Eine unerwartete Entdeckung

Speziell die Symbolik des abendländischen Tonsystems erforderte darüber hinaus die Formulierung eines Modus, wie die Wissenschaft mit Glaubensbekenntnissen derartiger Grössenordnung umzugehen hat: Die Lösung besteht darin, die Wertschätzung auch dann aufrecht zu erhalten, wenn sich die vorgefundenen Gegebenheiten als rational widersinnig erweisen, denn es handelt sich um die Wertschätzung gegenüber Menschen, speziell gegenüber Andersdenkenden. Dass die in der abendländischen Musik gespiegelte Denkart des Kirchenvaters Aurelius Augustinus hierfür allgemeingültige Anhaltspunkte liefert, ist der eigentliche geborgene Schatz - der zu aller Schönheit der Harmonielehre hinzu tretende ethische Gehalt, welcher von den Griechen übernommen wurde, denn Harmonia war die Göttin der Eintracht. Allgemeingültig und überkonfessionell ist die einfache Feststellung, dass Feindesliebe zu Frieden führt. Seitdem hat die Musikausübung Beispielcharakter für ein harmonisches Zusammenleben, wie es Daniel Barenboim mit seinem West-Eastern Divan Orchestra anschaulich vorführt - mit arabischen und israelischen Musikern unter Verwendung eines Tonsystems voll christlicher Symbolik. In analoger Weise vermag es die Kulturwissenschaft, ihren Beitrag zur interkulturellen Verständigung zu leisten. Es ist ein Sonderfall, dass sich die historischen Wissenschaften ohne Selbstaufgabe mit diesem Forschungsgegenstand identifizieren können, liefert er doch die Grundlage für Freiheit und Meinungsvielfalt.  
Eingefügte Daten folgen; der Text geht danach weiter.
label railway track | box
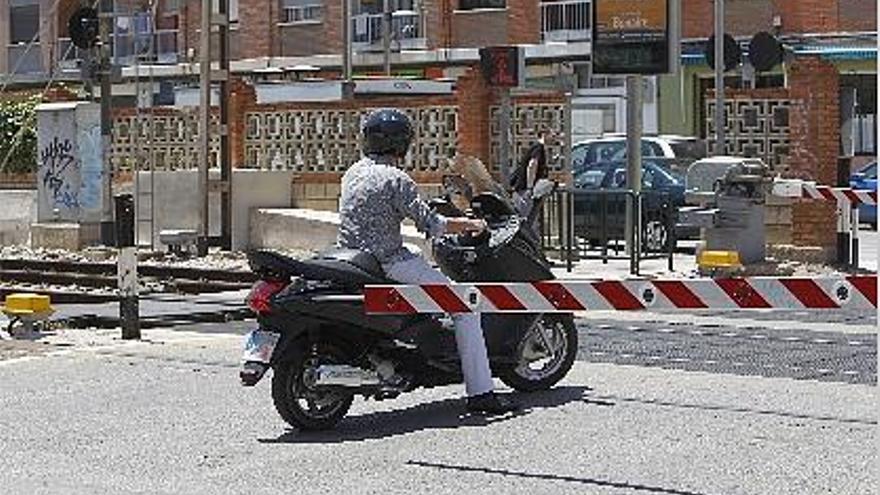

Über den Sinn meiner Rekonstruktionen 

Primär sind die Rekonstruktionen Zeugen einer eingehenden wissenschaftlichen Auseinandersetzung. Abbildungen finden sich im Menu: Instrumente

Die Zeichnung von Arnaut de Zwolle und das Klavizitherium im Royal College of Music haben einen religiösen Bezug gemeinsam, auf den die Hersteller in besonders anschaulicher Weise aufmerksam machten. Während von Arnauts Instrument immerhin die Zeichnung erhalten ist, befindet sich das Klavizitherium in einem derart beklagenswerten Zustand, dass seine ursprüngliche Erscheinungsform nur rekonstruiert werden kann. Erfreulicherweise fanden sich dafür zahlreiche belastbare Hinweise. Ungeachtet der vielen Fragen, die sich aus der Arbeit ergeben und für die die Rekonstruktionen eher als Anregung dienen, wird eines deutlich: Musik und Theologie sind im Abendland einander nicht fremd und so stehen die Rekonstruktionen für einen Zusammenhang, der bislang völlig unbeachtet blieb und in unserem Tonsystem eine Fortsetzung findet. Speziell das Klavizitherium ist ein Gegenstand der Andacht und die Höhe und Beschaffenheit der zugehörigen Bank machen wahrscheinlich, dass es kniend gespielt wurde. Für diese Haltung sprechen sowohl die Andachtskerze als auch die vollplastische Darstellung mit Christus am Ölberg. Das Wappen einer Äbtissin fügt sich nahtlos in den Kontext: MUSICA DONUM DEI

Bei Arnaut haben wir es mit ausgeprägter Zahlensymbolik zu tun sowie mit einer Darstellung der Trinität - zudem mit der Besonderheit, dass Arnaut lange vor Bartolomeo Cristofori eine Hammermechanik entwarf - worauf Constantin Restle bereits 1991 aufmerksam machte - und die der Verfasser im Rahmen seiner Rekonstruktion umsetzte. Der Klangcharakter ist dem eines Clavichords ähnlich, doch ist infolge der Auslösung keine Bebung realisierbar. Eine Besonderheit ist auch der Zwischenboden, der fundus inferiorem, welcher das Gehäusevolumen reduziert und den Klang noch asketischer macht - aus akustischer Demut, wie es scheint. Das dickwandige Gehäuse ist einem Manuskript von 1469 entlehnt und es wurde bewusst davon abgesehen, heutige Kenntnisse vom Instrumentenbau rückzuprojizieren. Zur Mechanik schreibt Arnaut, dass sie aus bestem Holz-, besser noch aus Messing anzufertigen sei. Der Verfasser hat sich für Buchsbaum und Messing entschieden. Nachdem Arnaut bei Jan Fusoris, einem Hersteller von Uhren und astronomischen Geräten ausgebildet wurde, ist die Bevorzugung von Messing verständlich.  

Gesamthaft geht es darum, Augen und Ohren für die Aussagekraft historischer Dokumente in ihrem zeitgenössischen Kontext zu sensibilisieren.